Nicki Křížek [Tue, 22 Oct 2024 11:23:03 +0000 (11:23 +0000)]
[9.20] fix: test: Use UTC timezone when handling keys in kasp test library
When working with key timestamps, ensure we correctly set the UTC
timezone in order for the tests to work consistently regardless of the
local time setting.
Closes #4999
Backport of MR !9673
Merge branch 'backport-4999-pytest-kasp-use-utc-timezone-9.20' into 'bind-9.20'
Nicki Křížek [Mon, 21 Oct 2024 10:18:43 +0000 (12:18 +0200)]
Set TZ to Australia/Sydney for bookworm CI job
Use a different timezone via the TZ variable in at least one of the
system test jobs in order to detect possible issues with timezone
handling in python.
Nicki Křížek [Mon, 21 Oct 2024 10:08:52 +0000 (12:08 +0200)]

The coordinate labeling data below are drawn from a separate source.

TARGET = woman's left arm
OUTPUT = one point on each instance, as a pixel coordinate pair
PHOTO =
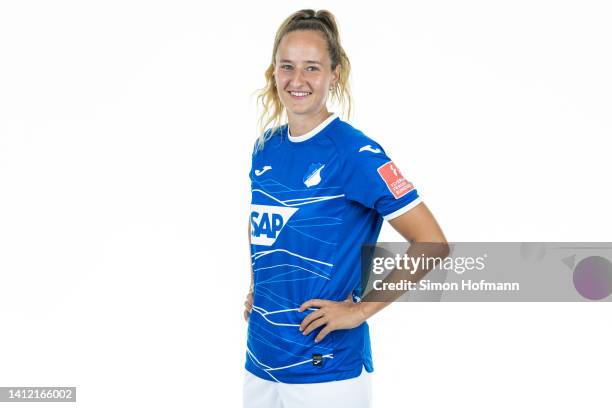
(417, 225)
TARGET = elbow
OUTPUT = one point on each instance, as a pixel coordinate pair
(434, 245)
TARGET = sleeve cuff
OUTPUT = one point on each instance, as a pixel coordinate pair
(402, 210)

Use UTC timezone when handling keys in kasp test library
When working with key timestamps, ensure we correctly set the UTC
timezone in order for the tests to work consistently regardless of the
local time setting.
Nicki Křížek [Mon, 14 Oct 2024 12:44:06 +0000 (14:44 +0200)]
Disable too-many/too-few pylint checks
Enforcing pylint standards and default for our test code seems
counter-productive. Since most of the newly added code are tests or is
test-related, encountering these checks rarely make us refactor the code
in other ways and we just disable these checks individually. Code that
is too complex or convoluted will be pointed out in reviews anyways.
Move all test cases from tests.sh to tests_ksr.py. The only test that
is not moved is the check that key id's match expected keys. The
shell-based system test checks two earlier set environment variables
against each other that has become redundant in the pytest variant,
because we now check the signed key response against a list of keys
and for each key we take into account the timing metadata. So we
already ensure that each published key is in the correct key bundle.
Write initial pytest kasp library. This contains everything that is
required for testing Offline KSK functionality with pytest.
This includes:
- addtime: adding a value to a timing metadata
- get_timing_metdata: retrieve timing metadata from keyfile
- get_metadata/get_keystate: retrieve metadata from statefile
- get_keytag: retrieve keytag from base keyfile string
- get_keyrole: get key role from statefile
- dnskey_equals: compare DNSKEY record from file against a string
- cds_equals: compare CDS derived from file against a string
- zone_is_signed: wait until a zone is completely signed
- dnssec_verify: verify a DNSSEC signed zone with dnssec-verify
- check_dnssecstatus: check rndc dnssec -status output
- check_signatures: check that signatures for a given RRset are correct
- check_dnskeys: check that the published DNSKEY RRset is correct
- check_cds: check that the published CDS RRset is correct
- check_apex: check SOA, DNSKEY, CDNSKEY, and CDS RRset
- check_subdomain: check an RRset below the apex
Mark Andrews [Mon, 21 Oct 2024 00:34:32 +0000 (11:34 +1100)]
Fix parsing of hostnames in rndc.conf
When DSCP was removed the parsing of hostnames was accidentally
broken resulting in an assertion failure. Call cfg_parse_tuple
rather than using custom code in parse_sockaddrnameport.